Study: Health reform would be drag on Indiana economy

If one of the more liberal health care reform proposals becomes law, Hoosier taxpayers would have to spend $425 more per
person every year for the next decade, according to a study released Aug. 4 by Florida-based conservative policy group Arduin
Laffer & Moore Econometrics.

The burden of those extra costs would slow the growth of Indiana’s economy
4.4 percent over the next decade compared with its expected growth if nothing were changed, the study concluded.

The study is a rare attempt to predict, at a state level, the impact of current health care reform proposals. It pins its
whole analysis on this claim: that the main factor driving growth in health care costs has been the steady growth over 40
years in government financing of health care.
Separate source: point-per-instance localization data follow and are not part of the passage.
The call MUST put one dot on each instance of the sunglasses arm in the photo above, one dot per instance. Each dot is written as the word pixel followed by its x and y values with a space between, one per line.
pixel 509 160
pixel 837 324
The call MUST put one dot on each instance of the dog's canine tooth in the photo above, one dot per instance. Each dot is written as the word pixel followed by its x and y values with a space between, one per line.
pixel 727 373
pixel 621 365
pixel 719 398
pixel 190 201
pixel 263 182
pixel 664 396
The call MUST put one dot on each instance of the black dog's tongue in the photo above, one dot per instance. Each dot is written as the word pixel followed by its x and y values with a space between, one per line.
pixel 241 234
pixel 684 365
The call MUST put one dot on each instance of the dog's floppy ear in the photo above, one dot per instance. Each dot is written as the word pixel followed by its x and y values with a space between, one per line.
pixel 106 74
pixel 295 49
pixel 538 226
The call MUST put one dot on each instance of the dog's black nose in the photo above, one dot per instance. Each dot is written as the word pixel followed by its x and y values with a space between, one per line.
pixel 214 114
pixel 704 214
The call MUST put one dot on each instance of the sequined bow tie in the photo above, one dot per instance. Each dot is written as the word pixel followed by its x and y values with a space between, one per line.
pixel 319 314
The Arduin Laffer & Moore study cites 2007 research by MIT economist
Amy Finkelstein. She calculated that the creation of Medicare in 1965 has since been responsible for at least 40 percent of
the growth in health care spending.

Indianapolis health care consultant Les Zwirn said the study reflects just
one more shot in the ideological battle between free-market conservatives and Medicare-for-all liberals when the real debate
in Washington is more in the center.

“The reality is, neither of these approaches will likely be enacted
by Congress,” Zwirn, who is executive director of Better Healthcare for Indiana, wrote in an e-mail. “What is
likely to pass is something in between.”